The 'Bottom Line' on Spanking
June 27, 2002 -- Spanking may work in the short term to get children to change negative behaviors, but the long-term consequences can include increased aggressiveness, antisocial behavior, and delinquency, according to a review of 62 years' worth of corporal punishment studies.
Spanking was linked to one positive outcome and 10 negative ones in the analysis of 88 studies conducted by Columbia University psychologist Elizabeth Gershoff, PhD. The strongest and most immediate consequence was getting children to stop the misbehavior that prompted the physical punishment. But weaker associations were suggested for spanking and such outcomes as a failure to learn right from wrong and subsequent criminal behavior, mental illness, and child or spouse abuse as adults.
"This research shows that spanking carries a risk for all these outcomes," Gershoff tells WebMD. "It doesn't mean that they will happen. But is it worth the risk when there are so many other techniques parents can use that we know are effective, which don't have this problem of long-term negative side effects?"
Gershoff says 27 of the studies she reviewed found that children who are spanked tend to be more physically aggressive to other children. None found spanking to be linked to less aggressive behaviors, but the researcher acknowledges there is no way to tell whether physical punishment causes aggressiveness or whether naturally aggressive kids are just spanked more.
"We would have to go back to infancy to figure out where this ... problem really begins, and nobody has done that research," she says.
The analysis appears in the July issue of Psychological Bulletin, a publication of the American Psychological Association. It was accompanied by a commentary from three other psychologists who wrote that Gershoff's research "does not justify a blanket injunction against mild to moderate corporal punishment."
The commentary argues there is no scientific proof that detrimental outcomes are caused by physical punishment by a parent. And they suggest the analysis does not reflect the impact of normal spanking because more than half of the studies included overly severe forms of corporal punishment, such as slapping in the face or hitting with an object.

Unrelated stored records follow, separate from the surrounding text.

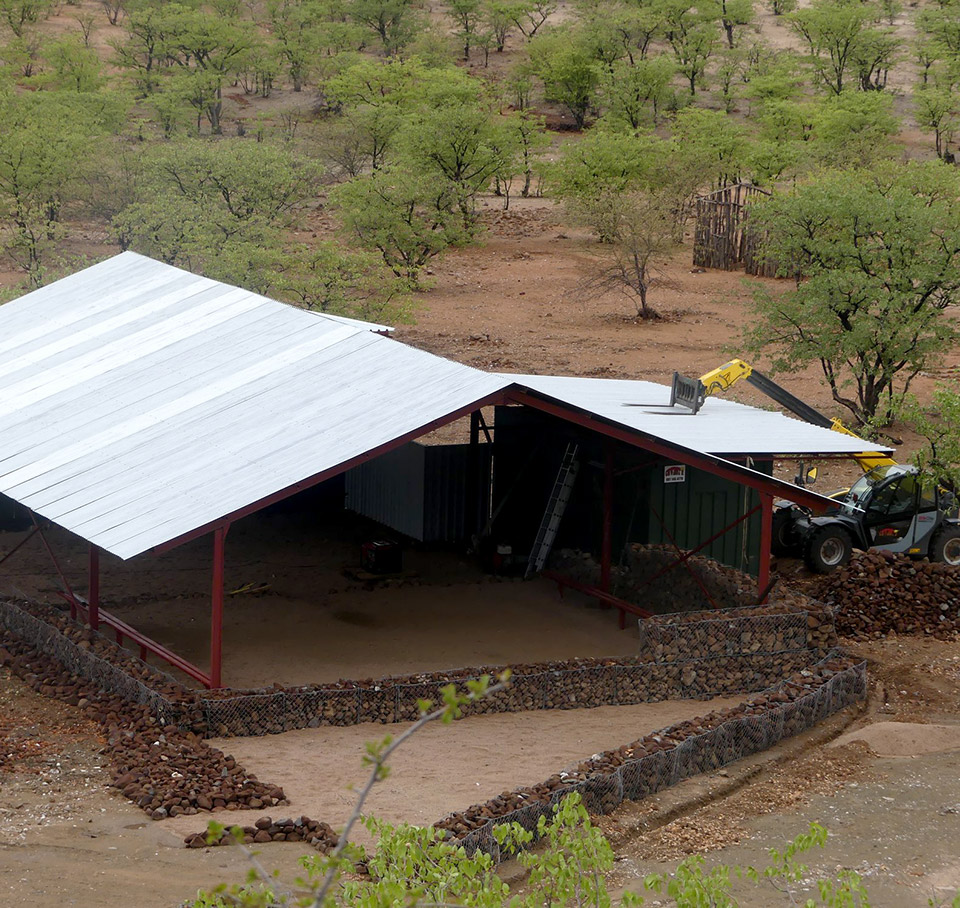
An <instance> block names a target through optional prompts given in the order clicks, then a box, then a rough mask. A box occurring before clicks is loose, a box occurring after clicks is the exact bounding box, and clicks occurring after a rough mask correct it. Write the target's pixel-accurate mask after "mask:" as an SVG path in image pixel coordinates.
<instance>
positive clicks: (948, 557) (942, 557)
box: [930, 527, 960, 566]
mask: <svg viewBox="0 0 960 908" xmlns="http://www.w3.org/2000/svg"><path fill="white" fill-rule="evenodd" d="M930 560H931V561H939V562H940V563H941V564H952V565H954V566H957V565H960V527H944V528H943V529H942V530H941V531H940V532H939V533H937V535H936V536H934V537H933V542H931V543H930Z"/></svg>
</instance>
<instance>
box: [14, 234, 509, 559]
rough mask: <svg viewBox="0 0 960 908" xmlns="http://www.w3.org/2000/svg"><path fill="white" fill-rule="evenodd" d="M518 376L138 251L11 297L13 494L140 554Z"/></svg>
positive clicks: (378, 444) (19, 501)
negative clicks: (216, 277) (46, 285)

Robert E. Larzelere, PhD, who co-wrote the commentary, tells WebMD that the main issue is not whether parents use corporal punishment, but how they use it. Severe physical punishment by out-of-control parents is extremely harmful and can never be justified. But a swat or two on the bottom by a parent who is not overly angry can be useful, he says.
His own research suggests that spanking is most effective in 2- to 6-year-olds when it is used to back up milder disciplinary methods, such as reasoning and time out. After the age of 5 or 6, when reasoning becomes an important part of socialization, spanking should be abandoned, he says.